Romanian society has seen in the last decade a number of government changing and mentality shifting social upheavals. Back in 2012 the anti-austerity protests were started and joined by people from all classes. They were violent, as this has always been the way state power and its repressive institutions act on those it exploits and uses.
But the 2012 protests also represented something much more important. They showed the more economically secure and comfortable members of our society that things in Romania were taking a downward turn, from bad to worst. They sparked the impulse of revolt, that necessary sentiment of indignation for them to examine the society in which they live and to take up civic arms to counter the ruling elite.
Gradually they started to understand their role in society, but on the way, the poor and the precarious could not find similar views with them. Why? Because justice is not equal in a centralized state and a commodified society. In theory the law applies to everyone, but wealth, political status and social position, most of the times leads to immunity or to mock sentences. The privileged will always get special treatment when they have to face lady justice!
So what happened?
They started being active in informal groups, in NGO’s and in newly founded political platforms and parties. But while the Rosia Montana campaign, which followed in the next few years, gathered people from all classes to struggle for ecological and social justice, against big money corporations and corrupt politicians, the 2017 protests represented a massive surge of civic participation against a singular concept, one which is closely tied to centralised political power and capitalist relations, that of corruption.

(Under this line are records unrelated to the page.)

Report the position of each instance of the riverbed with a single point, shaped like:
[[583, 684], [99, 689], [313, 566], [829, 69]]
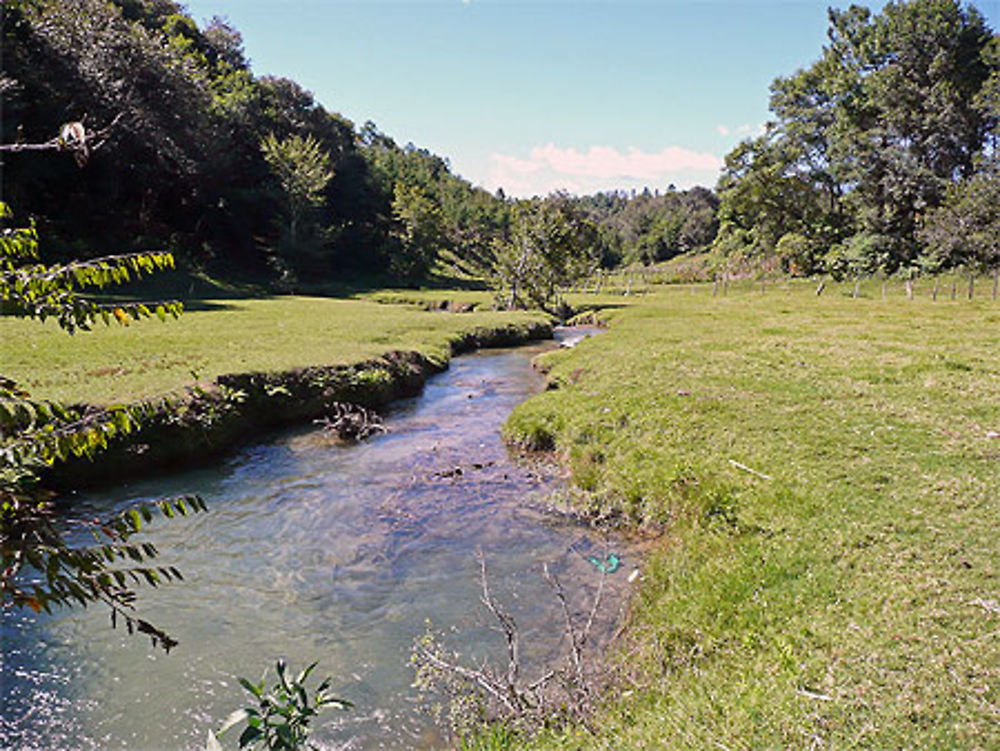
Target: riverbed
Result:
[[316, 550]]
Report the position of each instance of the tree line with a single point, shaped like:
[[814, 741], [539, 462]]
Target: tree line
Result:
[[238, 174], [882, 154]]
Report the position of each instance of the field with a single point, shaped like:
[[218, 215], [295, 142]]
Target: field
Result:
[[823, 469], [113, 364], [826, 470]]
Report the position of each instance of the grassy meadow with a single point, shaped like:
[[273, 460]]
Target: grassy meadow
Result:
[[125, 364], [827, 471]]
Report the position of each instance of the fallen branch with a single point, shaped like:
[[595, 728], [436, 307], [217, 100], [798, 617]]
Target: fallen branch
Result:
[[73, 137]]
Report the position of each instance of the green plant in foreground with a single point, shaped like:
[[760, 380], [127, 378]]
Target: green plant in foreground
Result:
[[40, 565], [280, 720]]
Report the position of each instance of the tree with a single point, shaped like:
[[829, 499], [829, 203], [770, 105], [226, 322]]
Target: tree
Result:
[[421, 232], [965, 229], [867, 141], [552, 244], [40, 569], [303, 170]]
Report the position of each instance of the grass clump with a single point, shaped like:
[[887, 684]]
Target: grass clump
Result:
[[213, 338], [826, 471]]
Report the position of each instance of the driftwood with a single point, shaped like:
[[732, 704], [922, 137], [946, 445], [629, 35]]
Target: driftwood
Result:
[[351, 422], [487, 693]]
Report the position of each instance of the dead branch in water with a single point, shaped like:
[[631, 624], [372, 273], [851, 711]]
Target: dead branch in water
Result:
[[486, 694]]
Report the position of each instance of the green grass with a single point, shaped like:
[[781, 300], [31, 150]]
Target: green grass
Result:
[[151, 358], [850, 601]]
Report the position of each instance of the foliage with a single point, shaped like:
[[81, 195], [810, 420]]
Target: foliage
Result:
[[965, 229], [41, 567], [650, 227], [188, 168], [280, 719], [303, 170], [421, 232], [552, 244], [869, 139]]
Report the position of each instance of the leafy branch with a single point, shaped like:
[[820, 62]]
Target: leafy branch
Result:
[[40, 568]]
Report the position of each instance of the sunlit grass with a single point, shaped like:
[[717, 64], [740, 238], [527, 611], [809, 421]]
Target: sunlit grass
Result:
[[228, 336], [850, 597]]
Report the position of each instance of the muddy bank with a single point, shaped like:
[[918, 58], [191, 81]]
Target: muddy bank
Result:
[[213, 419]]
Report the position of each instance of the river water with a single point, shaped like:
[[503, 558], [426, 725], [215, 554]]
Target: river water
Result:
[[314, 550]]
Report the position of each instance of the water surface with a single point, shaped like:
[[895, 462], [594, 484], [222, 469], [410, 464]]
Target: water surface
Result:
[[314, 550]]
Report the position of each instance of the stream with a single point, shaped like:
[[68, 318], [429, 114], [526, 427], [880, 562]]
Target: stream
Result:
[[316, 550]]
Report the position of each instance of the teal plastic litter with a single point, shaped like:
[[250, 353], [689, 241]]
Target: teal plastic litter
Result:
[[608, 566]]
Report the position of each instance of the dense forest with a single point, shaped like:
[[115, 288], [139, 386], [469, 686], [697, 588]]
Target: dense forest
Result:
[[250, 176], [880, 158], [882, 154]]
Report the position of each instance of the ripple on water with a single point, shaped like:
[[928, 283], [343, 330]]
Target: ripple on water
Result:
[[314, 550]]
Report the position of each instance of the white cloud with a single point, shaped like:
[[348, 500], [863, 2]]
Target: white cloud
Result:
[[551, 167]]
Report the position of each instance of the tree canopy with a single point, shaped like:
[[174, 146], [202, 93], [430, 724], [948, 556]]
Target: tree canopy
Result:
[[869, 141]]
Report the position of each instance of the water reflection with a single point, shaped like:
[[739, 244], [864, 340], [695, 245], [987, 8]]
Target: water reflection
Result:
[[314, 550]]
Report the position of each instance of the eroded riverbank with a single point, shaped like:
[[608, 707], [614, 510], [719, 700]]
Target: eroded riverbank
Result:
[[315, 550]]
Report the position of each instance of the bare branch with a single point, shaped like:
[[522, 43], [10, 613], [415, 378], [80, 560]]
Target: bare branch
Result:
[[73, 137]]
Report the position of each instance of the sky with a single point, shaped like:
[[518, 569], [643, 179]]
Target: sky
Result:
[[539, 96]]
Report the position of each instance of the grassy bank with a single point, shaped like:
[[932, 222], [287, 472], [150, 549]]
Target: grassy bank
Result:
[[217, 337], [828, 470]]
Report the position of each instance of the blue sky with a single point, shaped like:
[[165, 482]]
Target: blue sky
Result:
[[537, 96]]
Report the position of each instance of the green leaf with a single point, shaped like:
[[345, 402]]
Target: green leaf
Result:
[[234, 719], [251, 687], [250, 735], [212, 743]]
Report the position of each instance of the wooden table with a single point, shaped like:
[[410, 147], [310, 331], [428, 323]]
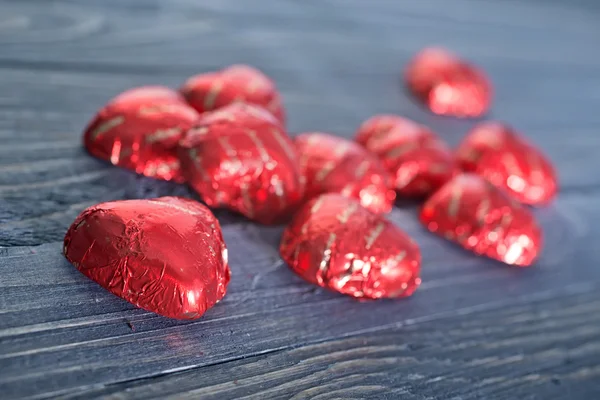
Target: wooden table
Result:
[[474, 330]]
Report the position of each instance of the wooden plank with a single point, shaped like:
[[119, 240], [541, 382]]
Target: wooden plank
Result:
[[76, 334], [336, 62], [495, 353]]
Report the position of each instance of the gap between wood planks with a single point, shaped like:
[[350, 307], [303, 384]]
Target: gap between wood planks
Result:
[[570, 290]]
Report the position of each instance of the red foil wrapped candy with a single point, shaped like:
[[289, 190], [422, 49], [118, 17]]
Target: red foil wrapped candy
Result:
[[207, 92], [240, 158], [475, 214], [418, 160], [139, 130], [336, 243], [498, 153], [165, 255], [447, 84], [334, 165]]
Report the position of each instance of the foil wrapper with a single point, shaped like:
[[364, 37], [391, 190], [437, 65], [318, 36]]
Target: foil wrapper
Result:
[[166, 255], [335, 165], [336, 243], [210, 91], [481, 218], [139, 130], [448, 85], [239, 157], [417, 159], [505, 158]]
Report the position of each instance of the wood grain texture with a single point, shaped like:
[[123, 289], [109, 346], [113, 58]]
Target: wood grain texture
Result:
[[475, 329]]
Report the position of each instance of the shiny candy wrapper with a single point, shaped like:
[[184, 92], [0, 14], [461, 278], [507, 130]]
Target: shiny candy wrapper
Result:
[[213, 90], [502, 156], [336, 243], [239, 157], [139, 130], [417, 159], [165, 255], [475, 214], [335, 165], [447, 84]]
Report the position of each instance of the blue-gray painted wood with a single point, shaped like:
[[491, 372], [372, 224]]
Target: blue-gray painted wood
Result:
[[476, 329]]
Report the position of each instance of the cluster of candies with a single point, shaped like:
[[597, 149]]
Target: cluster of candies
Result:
[[223, 133]]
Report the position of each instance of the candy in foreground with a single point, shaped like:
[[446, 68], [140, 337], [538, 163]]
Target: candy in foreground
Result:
[[207, 92], [335, 165], [448, 85], [502, 156], [139, 130], [165, 255], [475, 214], [417, 159], [336, 243], [239, 157]]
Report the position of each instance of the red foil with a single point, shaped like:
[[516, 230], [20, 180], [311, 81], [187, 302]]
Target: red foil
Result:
[[240, 158], [418, 160], [139, 130], [447, 84], [210, 91], [502, 156], [165, 255], [336, 243], [334, 165], [475, 214]]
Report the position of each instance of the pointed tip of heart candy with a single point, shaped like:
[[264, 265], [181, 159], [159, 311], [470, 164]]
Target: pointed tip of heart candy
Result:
[[165, 255]]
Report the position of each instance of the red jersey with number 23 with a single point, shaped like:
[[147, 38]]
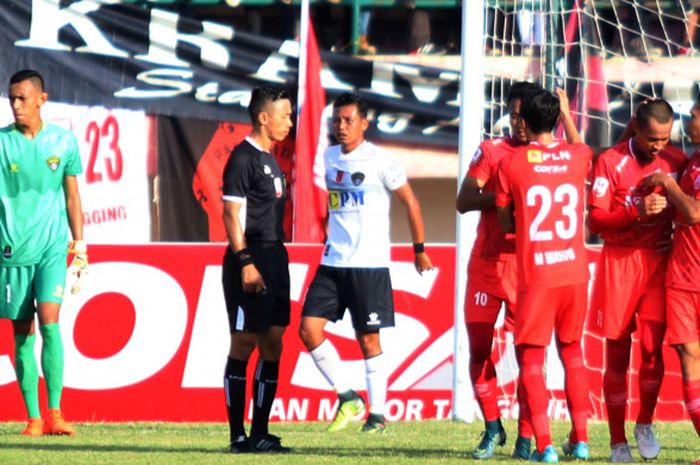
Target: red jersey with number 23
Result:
[[546, 186]]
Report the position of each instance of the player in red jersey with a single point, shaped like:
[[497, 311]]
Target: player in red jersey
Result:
[[682, 286], [539, 196], [636, 228], [491, 277]]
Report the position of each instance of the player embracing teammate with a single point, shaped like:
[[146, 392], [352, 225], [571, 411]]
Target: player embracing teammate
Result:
[[629, 291], [540, 196]]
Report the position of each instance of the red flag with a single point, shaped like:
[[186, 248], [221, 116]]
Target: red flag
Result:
[[311, 141]]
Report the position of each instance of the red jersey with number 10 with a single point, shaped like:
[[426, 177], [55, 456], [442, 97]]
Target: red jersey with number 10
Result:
[[684, 264], [490, 241], [546, 186]]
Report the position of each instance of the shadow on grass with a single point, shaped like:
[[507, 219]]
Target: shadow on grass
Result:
[[56, 447], [397, 452]]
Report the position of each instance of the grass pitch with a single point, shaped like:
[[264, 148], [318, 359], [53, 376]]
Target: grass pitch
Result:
[[427, 442]]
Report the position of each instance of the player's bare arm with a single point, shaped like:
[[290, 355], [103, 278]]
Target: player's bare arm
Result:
[[73, 207], [506, 218], [470, 196], [251, 279], [572, 134], [651, 205], [688, 207], [415, 221]]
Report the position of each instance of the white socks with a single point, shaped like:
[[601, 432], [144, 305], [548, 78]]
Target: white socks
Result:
[[327, 361], [376, 383]]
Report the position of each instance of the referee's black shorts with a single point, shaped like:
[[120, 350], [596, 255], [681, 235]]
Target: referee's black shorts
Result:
[[365, 292], [255, 313]]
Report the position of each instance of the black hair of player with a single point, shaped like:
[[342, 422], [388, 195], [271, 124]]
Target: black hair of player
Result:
[[28, 74], [347, 98], [540, 111], [518, 90], [657, 109], [261, 96]]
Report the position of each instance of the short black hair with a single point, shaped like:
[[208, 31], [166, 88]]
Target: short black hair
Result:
[[540, 110], [520, 89], [347, 98], [657, 109], [28, 74], [261, 96]]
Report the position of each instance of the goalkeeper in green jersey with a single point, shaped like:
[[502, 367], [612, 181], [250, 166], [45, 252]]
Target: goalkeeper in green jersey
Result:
[[39, 197]]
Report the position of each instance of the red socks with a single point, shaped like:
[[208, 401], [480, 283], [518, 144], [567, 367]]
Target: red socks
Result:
[[691, 394], [615, 386], [576, 387], [482, 371], [531, 362], [651, 370]]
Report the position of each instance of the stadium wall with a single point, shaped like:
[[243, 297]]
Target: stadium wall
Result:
[[147, 338]]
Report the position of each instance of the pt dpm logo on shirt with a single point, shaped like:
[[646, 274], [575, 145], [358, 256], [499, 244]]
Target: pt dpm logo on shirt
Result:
[[341, 199]]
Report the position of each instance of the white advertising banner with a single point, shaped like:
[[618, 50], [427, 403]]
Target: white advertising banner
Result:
[[114, 184]]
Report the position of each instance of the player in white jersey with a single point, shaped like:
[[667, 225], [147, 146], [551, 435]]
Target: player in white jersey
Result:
[[354, 270]]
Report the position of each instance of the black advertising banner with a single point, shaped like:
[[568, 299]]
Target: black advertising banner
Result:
[[121, 55], [192, 155]]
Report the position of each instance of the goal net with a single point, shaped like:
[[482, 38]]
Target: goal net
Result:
[[608, 56]]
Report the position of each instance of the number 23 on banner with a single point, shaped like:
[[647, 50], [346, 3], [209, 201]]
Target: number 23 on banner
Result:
[[110, 157]]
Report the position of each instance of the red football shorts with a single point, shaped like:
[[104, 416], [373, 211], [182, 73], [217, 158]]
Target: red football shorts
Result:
[[629, 281], [490, 283], [682, 316], [539, 311]]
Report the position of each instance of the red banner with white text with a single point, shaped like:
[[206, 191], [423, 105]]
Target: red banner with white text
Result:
[[147, 339]]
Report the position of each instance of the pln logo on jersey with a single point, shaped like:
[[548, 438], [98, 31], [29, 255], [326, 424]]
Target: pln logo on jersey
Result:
[[53, 161], [534, 156]]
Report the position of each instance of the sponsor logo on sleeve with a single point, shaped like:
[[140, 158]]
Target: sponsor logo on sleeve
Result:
[[534, 156], [53, 161], [357, 178], [600, 186]]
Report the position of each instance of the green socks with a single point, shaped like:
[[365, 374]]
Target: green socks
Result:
[[52, 362], [27, 373]]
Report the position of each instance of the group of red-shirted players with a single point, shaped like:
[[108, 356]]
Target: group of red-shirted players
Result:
[[529, 257]]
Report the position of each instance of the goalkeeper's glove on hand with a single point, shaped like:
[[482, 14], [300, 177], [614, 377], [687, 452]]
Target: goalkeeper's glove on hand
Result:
[[77, 257]]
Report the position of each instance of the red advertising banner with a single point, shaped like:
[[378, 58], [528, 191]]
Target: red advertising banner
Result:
[[147, 339]]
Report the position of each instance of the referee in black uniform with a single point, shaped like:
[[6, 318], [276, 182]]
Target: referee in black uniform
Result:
[[255, 270]]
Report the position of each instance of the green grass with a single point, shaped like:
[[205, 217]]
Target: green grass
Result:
[[429, 442]]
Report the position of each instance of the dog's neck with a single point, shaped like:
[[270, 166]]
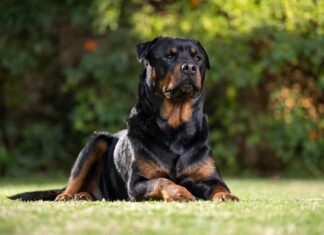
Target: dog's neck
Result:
[[173, 113]]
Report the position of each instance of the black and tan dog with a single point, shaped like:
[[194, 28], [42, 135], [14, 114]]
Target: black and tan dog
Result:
[[165, 152]]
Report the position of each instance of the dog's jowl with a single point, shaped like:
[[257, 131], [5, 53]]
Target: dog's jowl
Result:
[[165, 153]]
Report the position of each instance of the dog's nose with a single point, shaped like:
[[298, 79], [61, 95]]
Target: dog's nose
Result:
[[189, 68]]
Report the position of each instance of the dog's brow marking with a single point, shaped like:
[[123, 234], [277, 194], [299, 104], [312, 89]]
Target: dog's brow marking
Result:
[[193, 50]]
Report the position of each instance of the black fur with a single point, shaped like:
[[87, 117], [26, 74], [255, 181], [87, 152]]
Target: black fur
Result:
[[149, 136]]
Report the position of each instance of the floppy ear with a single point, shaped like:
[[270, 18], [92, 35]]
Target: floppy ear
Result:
[[205, 53], [142, 49]]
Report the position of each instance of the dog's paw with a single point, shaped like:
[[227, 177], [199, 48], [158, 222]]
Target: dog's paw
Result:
[[83, 196], [224, 196], [63, 197], [177, 193]]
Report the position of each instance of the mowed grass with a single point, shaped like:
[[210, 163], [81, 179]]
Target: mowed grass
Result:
[[266, 207]]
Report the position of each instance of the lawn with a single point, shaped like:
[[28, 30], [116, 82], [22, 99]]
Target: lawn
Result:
[[266, 207]]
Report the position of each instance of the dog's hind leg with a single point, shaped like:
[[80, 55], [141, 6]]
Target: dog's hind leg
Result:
[[84, 175]]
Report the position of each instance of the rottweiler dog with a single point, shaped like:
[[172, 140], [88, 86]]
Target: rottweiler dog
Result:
[[165, 153]]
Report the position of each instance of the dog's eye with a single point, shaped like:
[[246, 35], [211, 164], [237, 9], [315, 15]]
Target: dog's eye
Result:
[[197, 58]]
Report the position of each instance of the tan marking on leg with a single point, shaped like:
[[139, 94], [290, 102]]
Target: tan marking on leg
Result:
[[220, 194], [151, 170], [168, 191], [201, 170], [83, 196], [75, 183]]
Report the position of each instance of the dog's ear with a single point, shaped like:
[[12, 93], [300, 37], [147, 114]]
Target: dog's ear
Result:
[[143, 49], [205, 53]]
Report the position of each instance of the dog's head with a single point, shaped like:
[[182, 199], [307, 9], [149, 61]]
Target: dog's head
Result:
[[176, 68]]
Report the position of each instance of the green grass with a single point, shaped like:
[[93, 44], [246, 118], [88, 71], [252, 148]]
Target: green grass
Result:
[[266, 207]]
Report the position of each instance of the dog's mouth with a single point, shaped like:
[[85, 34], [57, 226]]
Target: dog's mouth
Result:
[[182, 91]]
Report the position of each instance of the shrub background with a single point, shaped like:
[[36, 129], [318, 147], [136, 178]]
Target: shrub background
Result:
[[68, 68]]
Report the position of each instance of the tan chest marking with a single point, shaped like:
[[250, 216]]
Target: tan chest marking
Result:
[[176, 113]]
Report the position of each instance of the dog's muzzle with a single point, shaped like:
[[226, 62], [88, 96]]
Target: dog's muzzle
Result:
[[185, 89]]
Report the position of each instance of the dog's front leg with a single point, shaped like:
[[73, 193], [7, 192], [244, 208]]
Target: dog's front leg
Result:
[[159, 189]]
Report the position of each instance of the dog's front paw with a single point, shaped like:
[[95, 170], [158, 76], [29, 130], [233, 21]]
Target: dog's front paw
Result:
[[177, 193], [224, 196], [63, 197], [83, 196]]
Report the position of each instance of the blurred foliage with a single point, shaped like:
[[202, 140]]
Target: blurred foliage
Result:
[[68, 68]]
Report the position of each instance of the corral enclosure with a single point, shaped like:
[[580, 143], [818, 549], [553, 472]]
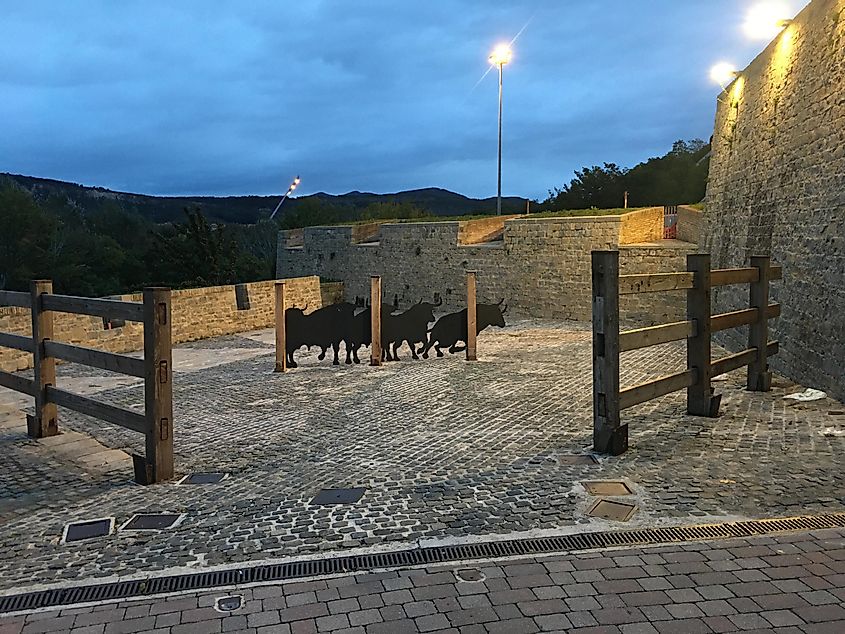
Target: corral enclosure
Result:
[[540, 266]]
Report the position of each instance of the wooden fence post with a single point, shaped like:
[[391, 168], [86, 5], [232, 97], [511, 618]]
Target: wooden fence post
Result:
[[375, 320], [158, 384], [45, 421], [609, 435], [700, 398], [472, 320], [759, 376], [281, 334]]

People found the source of the problem, the most feudal, nationalistic and neoliberal party in Romania, the Social Democratic Party. I say feudal, because that is the mentality on which they base their internal hierarchical structure on. I say neoliberal because, much like every political party in Romania, and much like most of the political and social elites in the country, on a larger scale, this is the economical discourse which has been fueling all of their economical and political action. Yes, rampant capitalism is tearing this society apart! And last but not least, I say nationalistic, because they play around with patriotic, national and religious symbols and discourses as long as it suits their political agenda.
But their opponents in the streets have taken a similar tone. They use national symbols and discourses, they focus on dividing society (mainly the old versus the young), they use a deliberate and perverse ideological discourse (red plague, communists etc.) to brand their enemy and further advance their neoliberal and nationalistic discourses, even though the left in Romania is far from being an active political voice and certainly not represented by the Social Democratic Party. Much like many aggressive political movements, they use a language of hate against any one, or any category of people, who does not fit into their fixed set of ideas, or, even worse, would act against them in one way or another.
The fact of the matter is that this civic discourse is an elitist one, it’s designed and used by the middle class in their favor, acting as a means for some political entities and groups in the current civil society to force their way to power. So it’s easy to see that by acting within the structures and mechanisms of state power, they end up propagating the mentality of power conquering in the process.
State and capital will always give birth to corruption, and fighting corruption by not seeking to change the political and economical system will only lead to a changing of the ranks of he corrupt.
Changing the dominant discourse
But how should local anarchists react to this struggle? Should they ignore them, as they have done so far? should they try to join the people protesting in order to make their presence felt? Should they try and change the discourse all together?
One thing is for sure in this author’s opinion, anarchist should never turn their back on any struggle which has a moral and social foundation. They should be the ones pushing for change if the the discourse deviates or is not true to the principles of freedom and equality, to take it from the hands of liberal or any form of right wing influencers and media outlets. They should be the ones on the streets, doing missionary work, talking to the multitude and the diverse, and presenting them a clear and simple message, one capable of reaching the intellectual and the worker.
One thing is for sure, in order to have a real impact for the rest of the population the current critical discourse should put the entire justice system into question. Taking the side of certain judicial institutions uncritically and fanatically, would only lead to a break with the mass of the population. Combating the changes proposed by the Social Democrats in their quest for total power, a sort of illiberal and autocratic governance, should not be the only goal.
In truth, there are numerous issues which should be raised regarding the working of the Romanian justice system. The fact that it’s not accessible for most of the countries poor and destitute, the fact that there isn’t practically any public control over judges, prosecutors etc. also represents a problem. The fact that they can only held accountable only by their peers should also raise questions. It’s not surprising that the current judicial system is represented by a cast, and a powerful one at that, which can act without fear of repercussion. They are dealing with people’s lives, their faiths and the mere thought that they can’t be contested is to say the least criminal.
But what would be the ultimate goal? A critique of the judicial system in the hopes of some reformist agenda? No, a critique of state power and all forms of authority starting from the so called judicial system of the state. Exposing the class based principle within the current system of law.